Hi Ketil,
On Tue, Aug 17, 2010 at 12:09 PM, Ketil Malde
Johan Tibell
writes: It's not clear to me that using UTF-16 internally does make Data.Text noticeably slower.
I haven't benchmarked it, but I'm fairly sure that, if you try to fit a 3Gbyte file (the Human genome, say¹), into a computer with 4Gbytes of RAM, UTF-16 will be slower than UTF-8. Many applications will get away with streaming over data, retaining only a small part, but some won't.
I'm not sure if this is a great example as genome data is probably much better stored in a vector (using a few bits per "letter"). I agree that whenever one data structure will fit in the available RAM and another won't the smaller will win. I just don't know if this case is worth spending weeks worth of work optimizing for.
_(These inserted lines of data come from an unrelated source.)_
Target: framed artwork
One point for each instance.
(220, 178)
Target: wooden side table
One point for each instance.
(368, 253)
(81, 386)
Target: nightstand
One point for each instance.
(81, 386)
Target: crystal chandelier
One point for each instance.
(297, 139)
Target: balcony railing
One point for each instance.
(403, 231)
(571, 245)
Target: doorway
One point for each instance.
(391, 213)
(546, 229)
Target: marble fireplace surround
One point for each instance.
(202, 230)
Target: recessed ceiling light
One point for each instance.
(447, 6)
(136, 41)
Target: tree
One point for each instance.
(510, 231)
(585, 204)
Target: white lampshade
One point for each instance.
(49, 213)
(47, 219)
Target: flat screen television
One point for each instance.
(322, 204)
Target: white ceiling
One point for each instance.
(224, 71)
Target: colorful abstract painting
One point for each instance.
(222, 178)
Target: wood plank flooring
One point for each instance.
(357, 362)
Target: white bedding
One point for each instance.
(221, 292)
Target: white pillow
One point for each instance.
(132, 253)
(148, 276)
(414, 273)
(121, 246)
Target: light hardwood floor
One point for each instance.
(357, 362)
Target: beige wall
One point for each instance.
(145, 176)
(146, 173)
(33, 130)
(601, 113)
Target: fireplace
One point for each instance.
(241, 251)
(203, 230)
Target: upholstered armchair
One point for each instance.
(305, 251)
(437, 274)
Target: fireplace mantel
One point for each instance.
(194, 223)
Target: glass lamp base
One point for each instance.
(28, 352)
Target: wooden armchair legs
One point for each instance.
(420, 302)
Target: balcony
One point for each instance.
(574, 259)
That's why I'd like to see benchmarks for more idiomatic use cases.
In other cases (e.g. processing CJK text, and perhap also non-Latin1 text), I'm sure it'll be faster - but my (still unsubstantiated) guess is that the difference will be much smaller, and it'll be a case of winning some and losing some - and I'd also conjecture that having 3Gb "real" text (i.e. natural language, as opposed to text-formatted data) is rare.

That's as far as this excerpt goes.